Read Part I, Part II, and Part III of this series.
Cresta has been working on measuring and improving the performance of human contact center agents since long before LLMs were capable enough to perform any of this work. So when LLMs did cross this threshold, we found ourselves with a large part of the AI Agent development toolkit already in place.
For example, a common requirement some of our customers have for both human and AI agents, is that the agent must express empathy in certain situations. Ensuring this involves a number of things:
- Detecting situations in which empathy is required.
- Detecting whether the agent expressed empathy in these cases.
- Aligning with the customer on the exact guidelines, both for what constitutes an acceptable expression of empathy and for when empathy is required.
- Detecting cases when the agent does not express empathy even though they should and using this to improve the agent’s performance.
Conceptually, there is no difference in 1-3 between human and AI agents. Only #4 is different:
In the case of human agents, Cresta shows the agents hints and/or gives coaching suggestions to the agents’ managers.
In the case of AI agents, Cresta suggests how to modify the agent’s prompt or other parts of its configuration and then runs tests to validate that the agent’s performance improved as a result.
You can learn more about how Cresta solves these problems in the case of human agents here through Opera and Quality Management.
Cresta’s approach is not a one-off prompt or a black-box process. It’s the culmination of years of contact center telemetry, conversation analysis, realistic simulation, and a human-centric evaluation layer tying every stage together.
In this post, we walk through Cresta’s full lifecycle for building and deploying production-grade AI agents. From scoping the use-case with Cresta Insights, to world modeling with Simulator Builder, to the iterative build and test cycle with the AI Agent Framework and Evaluator Toolkit, and finally to post-launch optimization with Opera and AI Analyst, you’ll see how Cresta ensures AI agents are aligned with human preferences and business goals before they ever talk to a real customer.

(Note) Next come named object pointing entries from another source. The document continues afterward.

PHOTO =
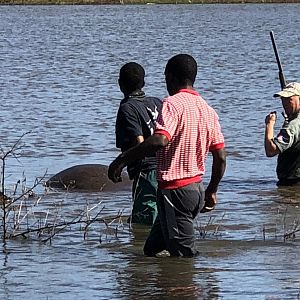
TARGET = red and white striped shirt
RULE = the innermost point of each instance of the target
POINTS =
(193, 129)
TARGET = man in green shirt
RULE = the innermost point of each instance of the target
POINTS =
(287, 143)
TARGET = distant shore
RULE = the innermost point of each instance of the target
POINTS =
(128, 2)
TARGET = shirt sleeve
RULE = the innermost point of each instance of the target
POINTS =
(128, 127)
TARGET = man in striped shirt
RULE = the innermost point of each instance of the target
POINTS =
(187, 129)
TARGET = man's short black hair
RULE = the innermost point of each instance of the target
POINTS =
(132, 75)
(183, 67)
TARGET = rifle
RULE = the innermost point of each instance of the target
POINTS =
(280, 71)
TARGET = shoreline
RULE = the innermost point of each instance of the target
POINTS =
(138, 2)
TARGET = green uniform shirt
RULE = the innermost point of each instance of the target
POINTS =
(288, 143)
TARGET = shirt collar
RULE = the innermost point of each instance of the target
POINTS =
(193, 92)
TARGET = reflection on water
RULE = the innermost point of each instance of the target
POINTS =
(59, 82)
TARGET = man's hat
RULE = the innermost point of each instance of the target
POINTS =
(291, 89)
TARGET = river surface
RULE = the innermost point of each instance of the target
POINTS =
(58, 81)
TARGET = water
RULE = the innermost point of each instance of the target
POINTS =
(59, 72)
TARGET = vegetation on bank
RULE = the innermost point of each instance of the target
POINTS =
(94, 2)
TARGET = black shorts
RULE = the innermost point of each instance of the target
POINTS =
(173, 229)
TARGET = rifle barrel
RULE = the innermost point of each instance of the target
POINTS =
(280, 71)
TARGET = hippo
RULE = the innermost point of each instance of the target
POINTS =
(87, 177)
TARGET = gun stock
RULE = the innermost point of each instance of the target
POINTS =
(280, 71)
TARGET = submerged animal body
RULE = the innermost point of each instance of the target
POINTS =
(88, 177)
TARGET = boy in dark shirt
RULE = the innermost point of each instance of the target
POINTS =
(135, 122)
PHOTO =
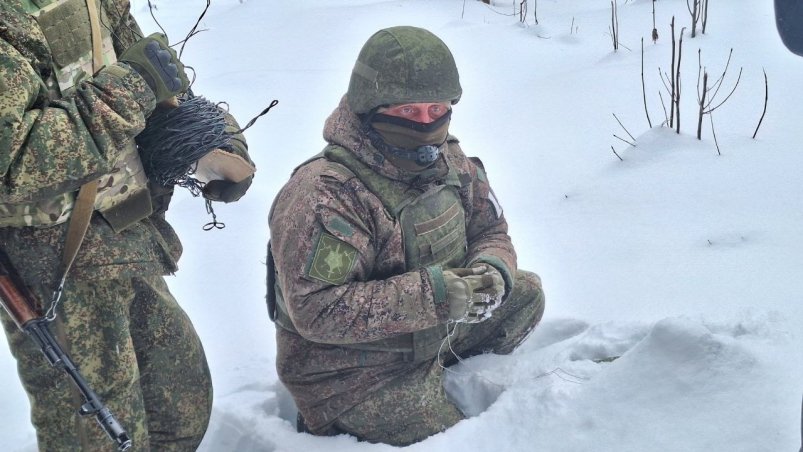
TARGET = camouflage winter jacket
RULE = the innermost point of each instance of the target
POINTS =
(368, 293)
(58, 133)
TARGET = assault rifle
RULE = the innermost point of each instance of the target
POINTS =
(19, 302)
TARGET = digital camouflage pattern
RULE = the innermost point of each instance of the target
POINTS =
(322, 365)
(28, 199)
(131, 340)
(403, 65)
(124, 347)
(415, 406)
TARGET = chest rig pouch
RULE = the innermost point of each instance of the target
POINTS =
(433, 226)
(123, 197)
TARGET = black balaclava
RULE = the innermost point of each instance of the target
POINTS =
(408, 144)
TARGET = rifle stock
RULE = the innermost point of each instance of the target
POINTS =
(20, 303)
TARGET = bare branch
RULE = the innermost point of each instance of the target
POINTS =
(729, 94)
(617, 136)
(616, 154)
(766, 96)
(643, 89)
(714, 133)
(623, 127)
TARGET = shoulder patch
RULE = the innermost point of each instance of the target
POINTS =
(332, 260)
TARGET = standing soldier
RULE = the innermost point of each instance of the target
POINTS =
(77, 84)
(389, 254)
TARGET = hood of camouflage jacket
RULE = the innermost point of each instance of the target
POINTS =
(344, 128)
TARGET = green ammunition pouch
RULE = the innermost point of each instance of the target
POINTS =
(433, 225)
(123, 197)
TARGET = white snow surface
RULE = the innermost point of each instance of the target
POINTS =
(684, 262)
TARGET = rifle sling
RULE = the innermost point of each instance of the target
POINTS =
(85, 201)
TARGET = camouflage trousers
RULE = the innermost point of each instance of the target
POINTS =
(137, 349)
(415, 406)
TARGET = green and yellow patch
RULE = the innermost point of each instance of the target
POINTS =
(332, 260)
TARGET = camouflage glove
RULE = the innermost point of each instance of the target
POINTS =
(493, 281)
(226, 191)
(158, 64)
(467, 302)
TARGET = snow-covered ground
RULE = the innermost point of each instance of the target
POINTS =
(686, 263)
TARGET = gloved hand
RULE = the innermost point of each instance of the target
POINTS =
(226, 191)
(465, 294)
(158, 64)
(493, 281)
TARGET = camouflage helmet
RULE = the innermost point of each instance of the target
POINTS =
(400, 65)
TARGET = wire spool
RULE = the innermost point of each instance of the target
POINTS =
(174, 139)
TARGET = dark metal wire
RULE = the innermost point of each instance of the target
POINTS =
(174, 139)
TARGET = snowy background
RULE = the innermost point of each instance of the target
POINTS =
(686, 263)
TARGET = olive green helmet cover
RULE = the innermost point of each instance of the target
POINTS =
(401, 65)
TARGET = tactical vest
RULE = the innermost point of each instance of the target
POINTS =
(433, 226)
(123, 197)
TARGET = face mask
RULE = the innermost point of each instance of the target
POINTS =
(409, 140)
(410, 135)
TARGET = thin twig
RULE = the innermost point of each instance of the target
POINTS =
(643, 89)
(729, 94)
(616, 154)
(766, 96)
(623, 127)
(714, 133)
(617, 136)
(663, 105)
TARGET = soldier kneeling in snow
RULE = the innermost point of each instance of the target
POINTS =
(389, 254)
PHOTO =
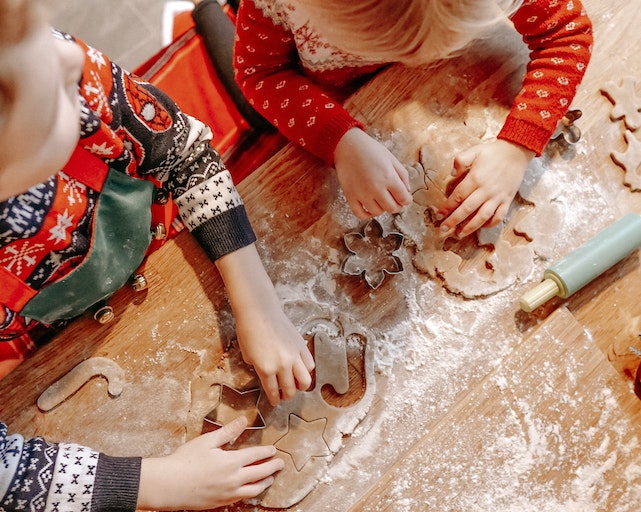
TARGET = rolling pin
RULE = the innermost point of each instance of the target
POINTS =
(587, 262)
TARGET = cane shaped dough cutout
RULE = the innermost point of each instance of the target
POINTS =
(70, 383)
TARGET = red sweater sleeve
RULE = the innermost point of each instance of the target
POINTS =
(268, 71)
(559, 36)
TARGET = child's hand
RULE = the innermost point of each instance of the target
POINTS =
(200, 475)
(279, 354)
(490, 176)
(267, 339)
(373, 180)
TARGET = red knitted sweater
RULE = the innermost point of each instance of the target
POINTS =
(297, 81)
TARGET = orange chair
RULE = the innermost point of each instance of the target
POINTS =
(196, 71)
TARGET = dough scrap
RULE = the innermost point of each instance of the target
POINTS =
(630, 161)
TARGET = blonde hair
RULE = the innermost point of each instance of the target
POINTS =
(410, 31)
(17, 19)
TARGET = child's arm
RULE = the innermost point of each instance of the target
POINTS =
(268, 72)
(560, 40)
(201, 475)
(267, 338)
(371, 177)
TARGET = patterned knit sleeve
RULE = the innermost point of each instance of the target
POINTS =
(559, 36)
(267, 69)
(175, 148)
(40, 476)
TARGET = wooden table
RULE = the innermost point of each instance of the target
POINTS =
(478, 405)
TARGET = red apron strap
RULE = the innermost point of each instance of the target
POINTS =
(14, 293)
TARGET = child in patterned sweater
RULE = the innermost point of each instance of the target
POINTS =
(295, 60)
(81, 141)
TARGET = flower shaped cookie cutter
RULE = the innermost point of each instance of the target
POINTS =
(372, 253)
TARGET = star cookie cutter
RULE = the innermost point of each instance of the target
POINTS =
(372, 253)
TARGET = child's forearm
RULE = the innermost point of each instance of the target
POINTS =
(246, 280)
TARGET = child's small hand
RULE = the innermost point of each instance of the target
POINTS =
(200, 475)
(267, 338)
(279, 354)
(490, 176)
(373, 180)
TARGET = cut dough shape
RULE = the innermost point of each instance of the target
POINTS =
(630, 161)
(304, 440)
(234, 404)
(626, 105)
(65, 387)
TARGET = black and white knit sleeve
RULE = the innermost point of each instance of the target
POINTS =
(38, 476)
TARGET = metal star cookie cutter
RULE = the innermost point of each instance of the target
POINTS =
(233, 404)
(372, 253)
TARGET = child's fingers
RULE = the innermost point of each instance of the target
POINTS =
(287, 384)
(301, 375)
(308, 359)
(270, 387)
(463, 162)
(253, 489)
(227, 433)
(405, 178)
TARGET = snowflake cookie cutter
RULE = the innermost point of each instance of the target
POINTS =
(372, 253)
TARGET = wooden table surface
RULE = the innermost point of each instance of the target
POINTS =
(477, 405)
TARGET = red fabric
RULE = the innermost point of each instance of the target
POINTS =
(183, 71)
(304, 104)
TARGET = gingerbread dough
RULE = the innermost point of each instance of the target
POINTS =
(62, 389)
(630, 161)
(626, 105)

Scoping the AI Agent with Data-Driven Design (Insights and Automation Discovery)
Building a great AI agent starts with solving the right problem. Too often, CX AI agent projects begin with static scripts or idealized standard operating procedures that ignore the messy reality of customer conversations. Designs built only from scripts/SOPs tend to harden into brittle flowcharts (basically a fancier LLM-based IVR). Great AI agents don’t “follow a chart”: they adapt while still honoring critical business logic.
Cresta fixes this cold start problem by grounding the design in historical data (millions of past chat and call transcripts) using tools like Insights and Automation Discovery. These tools digest what actually happens in the customer service department, so the AI agent’s initial design is rooted in real customer needs and proven agent behaviors, not just guesswork.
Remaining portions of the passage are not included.